Impact in other interfaces. The user space FS library interface suffers from a related problem if a parent process needs to pass file metadata to a child. The application must be aware of the FS library API and does not access the FS using FDs, it instead uses the user space file metadata directly. As with open FDs, child processes cannot inherit file metadata.
FUSE is not affected by the FD heritage dilemma, since the FUSE server is a single process, separated from the application processes. Hence the FUSE identifier table is unique. When a parent opens a file, the corresponding (inheritable) FD matches a unique inode within kernel space.
Similarly to FUSE, in-kernel FSs are not affected by FD heritage dilemma, since all file structures are managed within the kernel address space. References to files are synchronized by the FS driver within the kernel to ensure consistency when accessed by applications via FDs. The FDs maintained by the kernel and inherited by child processes map to a unique inode within kernel space.
3.2.2 Memory-mapped Files.
Mapping files into memory using mmap is a common method to share memory between processes. The LD_PRELOAD interface cannot provide consistent memory-mapping of files hosted by user space FSs for the two following reasons.

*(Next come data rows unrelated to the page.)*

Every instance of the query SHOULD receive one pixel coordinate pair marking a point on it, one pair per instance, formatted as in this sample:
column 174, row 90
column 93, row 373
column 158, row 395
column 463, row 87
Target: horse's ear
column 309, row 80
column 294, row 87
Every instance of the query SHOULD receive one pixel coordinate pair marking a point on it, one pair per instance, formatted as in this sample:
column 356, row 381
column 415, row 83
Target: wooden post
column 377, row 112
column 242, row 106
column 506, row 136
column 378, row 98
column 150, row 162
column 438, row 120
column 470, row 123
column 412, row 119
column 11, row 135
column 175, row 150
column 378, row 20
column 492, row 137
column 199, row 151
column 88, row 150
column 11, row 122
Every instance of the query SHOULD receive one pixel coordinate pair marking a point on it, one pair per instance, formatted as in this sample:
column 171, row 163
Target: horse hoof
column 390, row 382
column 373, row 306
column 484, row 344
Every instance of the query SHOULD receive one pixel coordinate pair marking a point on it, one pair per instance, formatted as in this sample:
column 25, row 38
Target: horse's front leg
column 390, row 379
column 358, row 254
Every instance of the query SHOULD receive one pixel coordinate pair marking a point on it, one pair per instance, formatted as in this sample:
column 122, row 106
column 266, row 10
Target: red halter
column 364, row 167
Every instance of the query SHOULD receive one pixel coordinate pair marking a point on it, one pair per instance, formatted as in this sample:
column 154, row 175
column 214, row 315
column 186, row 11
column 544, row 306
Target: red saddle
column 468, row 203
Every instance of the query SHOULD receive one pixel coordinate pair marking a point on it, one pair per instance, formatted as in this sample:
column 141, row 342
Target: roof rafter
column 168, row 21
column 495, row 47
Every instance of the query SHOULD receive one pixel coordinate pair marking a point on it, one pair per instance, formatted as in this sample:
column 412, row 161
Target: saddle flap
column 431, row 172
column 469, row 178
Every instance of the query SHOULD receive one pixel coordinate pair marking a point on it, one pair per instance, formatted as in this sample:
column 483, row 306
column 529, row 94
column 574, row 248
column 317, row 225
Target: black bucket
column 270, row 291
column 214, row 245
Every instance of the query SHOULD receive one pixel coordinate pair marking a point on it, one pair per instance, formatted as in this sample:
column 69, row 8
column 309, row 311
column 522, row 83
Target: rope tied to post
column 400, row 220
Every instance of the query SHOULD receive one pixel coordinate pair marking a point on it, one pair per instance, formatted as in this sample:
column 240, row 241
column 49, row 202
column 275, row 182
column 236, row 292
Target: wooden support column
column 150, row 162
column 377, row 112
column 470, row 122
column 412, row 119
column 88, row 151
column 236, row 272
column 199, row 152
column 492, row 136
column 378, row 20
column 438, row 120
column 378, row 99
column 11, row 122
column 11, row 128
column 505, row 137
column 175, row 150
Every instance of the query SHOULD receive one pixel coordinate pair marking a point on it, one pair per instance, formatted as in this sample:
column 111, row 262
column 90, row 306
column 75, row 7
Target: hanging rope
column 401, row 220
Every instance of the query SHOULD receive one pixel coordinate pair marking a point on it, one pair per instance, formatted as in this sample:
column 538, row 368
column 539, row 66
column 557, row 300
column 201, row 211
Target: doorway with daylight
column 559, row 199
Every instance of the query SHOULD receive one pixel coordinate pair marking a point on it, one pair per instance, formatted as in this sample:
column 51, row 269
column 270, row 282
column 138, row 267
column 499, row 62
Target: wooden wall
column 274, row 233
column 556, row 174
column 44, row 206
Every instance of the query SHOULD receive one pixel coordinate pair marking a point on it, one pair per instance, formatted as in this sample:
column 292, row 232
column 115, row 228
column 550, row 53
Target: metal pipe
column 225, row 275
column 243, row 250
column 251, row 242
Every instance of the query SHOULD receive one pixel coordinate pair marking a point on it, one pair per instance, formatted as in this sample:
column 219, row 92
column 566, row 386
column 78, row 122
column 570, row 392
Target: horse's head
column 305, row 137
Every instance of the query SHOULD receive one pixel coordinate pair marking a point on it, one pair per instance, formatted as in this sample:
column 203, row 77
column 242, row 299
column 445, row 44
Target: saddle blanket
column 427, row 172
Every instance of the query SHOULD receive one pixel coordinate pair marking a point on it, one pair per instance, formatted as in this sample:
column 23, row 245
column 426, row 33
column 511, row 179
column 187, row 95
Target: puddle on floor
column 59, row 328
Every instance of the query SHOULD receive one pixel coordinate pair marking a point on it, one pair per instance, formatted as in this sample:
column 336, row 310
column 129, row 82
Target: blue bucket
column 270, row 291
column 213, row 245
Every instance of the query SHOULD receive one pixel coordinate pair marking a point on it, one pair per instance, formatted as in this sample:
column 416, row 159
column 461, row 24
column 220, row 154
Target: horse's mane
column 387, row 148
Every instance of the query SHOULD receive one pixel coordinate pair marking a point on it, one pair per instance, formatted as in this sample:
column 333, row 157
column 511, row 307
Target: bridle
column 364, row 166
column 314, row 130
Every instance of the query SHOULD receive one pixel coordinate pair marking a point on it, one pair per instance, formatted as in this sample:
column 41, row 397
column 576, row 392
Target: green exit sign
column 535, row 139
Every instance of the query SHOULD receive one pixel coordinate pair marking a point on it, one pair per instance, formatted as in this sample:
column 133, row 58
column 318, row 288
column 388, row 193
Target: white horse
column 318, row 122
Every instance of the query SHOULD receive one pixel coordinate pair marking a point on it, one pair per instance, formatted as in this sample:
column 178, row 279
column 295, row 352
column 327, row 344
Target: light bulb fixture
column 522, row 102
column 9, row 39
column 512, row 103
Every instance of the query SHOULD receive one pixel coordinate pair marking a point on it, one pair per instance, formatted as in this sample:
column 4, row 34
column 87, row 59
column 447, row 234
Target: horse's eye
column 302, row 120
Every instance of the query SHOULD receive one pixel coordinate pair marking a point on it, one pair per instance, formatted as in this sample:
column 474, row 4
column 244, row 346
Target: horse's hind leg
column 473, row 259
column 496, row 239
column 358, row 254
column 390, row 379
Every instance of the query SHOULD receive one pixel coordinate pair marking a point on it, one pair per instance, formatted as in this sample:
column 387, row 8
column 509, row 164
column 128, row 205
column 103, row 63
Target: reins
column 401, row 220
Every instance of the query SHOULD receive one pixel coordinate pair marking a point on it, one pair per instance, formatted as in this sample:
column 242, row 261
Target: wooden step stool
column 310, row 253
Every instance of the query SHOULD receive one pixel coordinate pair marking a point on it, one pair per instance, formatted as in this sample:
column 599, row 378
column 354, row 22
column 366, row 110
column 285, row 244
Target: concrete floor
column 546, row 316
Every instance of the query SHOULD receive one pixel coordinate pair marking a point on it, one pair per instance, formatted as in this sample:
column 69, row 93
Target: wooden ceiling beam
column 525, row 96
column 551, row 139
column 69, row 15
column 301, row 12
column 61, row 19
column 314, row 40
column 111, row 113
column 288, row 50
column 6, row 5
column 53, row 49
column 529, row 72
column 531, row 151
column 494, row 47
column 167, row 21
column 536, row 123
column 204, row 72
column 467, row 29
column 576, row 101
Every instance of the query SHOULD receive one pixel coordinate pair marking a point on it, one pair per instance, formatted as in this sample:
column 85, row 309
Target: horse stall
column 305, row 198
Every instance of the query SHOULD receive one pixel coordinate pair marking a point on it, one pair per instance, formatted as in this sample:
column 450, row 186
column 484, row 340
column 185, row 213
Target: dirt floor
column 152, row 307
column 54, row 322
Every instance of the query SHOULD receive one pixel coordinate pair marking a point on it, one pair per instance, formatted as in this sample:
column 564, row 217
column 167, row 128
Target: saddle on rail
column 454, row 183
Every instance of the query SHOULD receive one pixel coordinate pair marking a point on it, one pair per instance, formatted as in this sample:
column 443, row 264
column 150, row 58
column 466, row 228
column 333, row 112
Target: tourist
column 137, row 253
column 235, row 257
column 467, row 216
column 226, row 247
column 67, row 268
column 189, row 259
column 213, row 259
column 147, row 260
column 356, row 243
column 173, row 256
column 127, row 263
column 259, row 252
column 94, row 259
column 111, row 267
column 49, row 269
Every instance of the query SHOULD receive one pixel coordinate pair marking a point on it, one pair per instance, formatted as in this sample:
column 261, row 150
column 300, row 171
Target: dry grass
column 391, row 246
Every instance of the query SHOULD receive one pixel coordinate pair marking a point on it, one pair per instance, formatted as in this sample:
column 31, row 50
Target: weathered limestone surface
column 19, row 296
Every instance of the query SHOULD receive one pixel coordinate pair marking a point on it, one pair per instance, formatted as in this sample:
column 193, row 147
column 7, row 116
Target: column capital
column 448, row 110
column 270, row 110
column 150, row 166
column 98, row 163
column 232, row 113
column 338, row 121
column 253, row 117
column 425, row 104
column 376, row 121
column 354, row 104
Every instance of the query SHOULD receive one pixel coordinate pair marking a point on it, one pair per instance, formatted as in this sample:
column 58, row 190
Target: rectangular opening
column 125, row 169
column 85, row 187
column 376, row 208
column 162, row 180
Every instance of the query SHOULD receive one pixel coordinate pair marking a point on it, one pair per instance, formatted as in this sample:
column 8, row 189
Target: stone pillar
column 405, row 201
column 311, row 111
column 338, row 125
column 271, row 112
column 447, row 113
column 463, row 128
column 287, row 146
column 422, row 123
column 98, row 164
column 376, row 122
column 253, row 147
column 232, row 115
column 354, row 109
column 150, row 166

First, while an LD_PRELOAD library can intercept explicitly invoked system calls such as mmap, it cannot intercept implicit I/O operations. For instance, accesses to a memory-mapped file such as reads and writes are performed using load and store paging instructions to the address region of the mapped memory. These instructions, which may result in an I/O operation to the underlying file, are not explicit system calls and therefore cannot be intercepted.
Second, as a direct consequence of the FD heritage dilemma, a child process cannot access a user space file mapped in memory if the mapping has been done by its parent process. For example, consider the following set of actions taken by a process: (a) A process opens a user space file, the open call is intercepted and redirected to the user space FS library. (b) The process then maps this file into its address space using mmap for shared access; however, since the FD is manufactured by the intercepting FS library, the call to mmap fails, because the FD is invalid.
Impact in other interfaces. Directly linked user space FS libraries equally suffer from the same problem for mmap-ed files as LD_PRELOAD libraries do. FUSE does not, however, since the FUSE kernel driver translates paging operations to read or write sent to the user space FUSE server.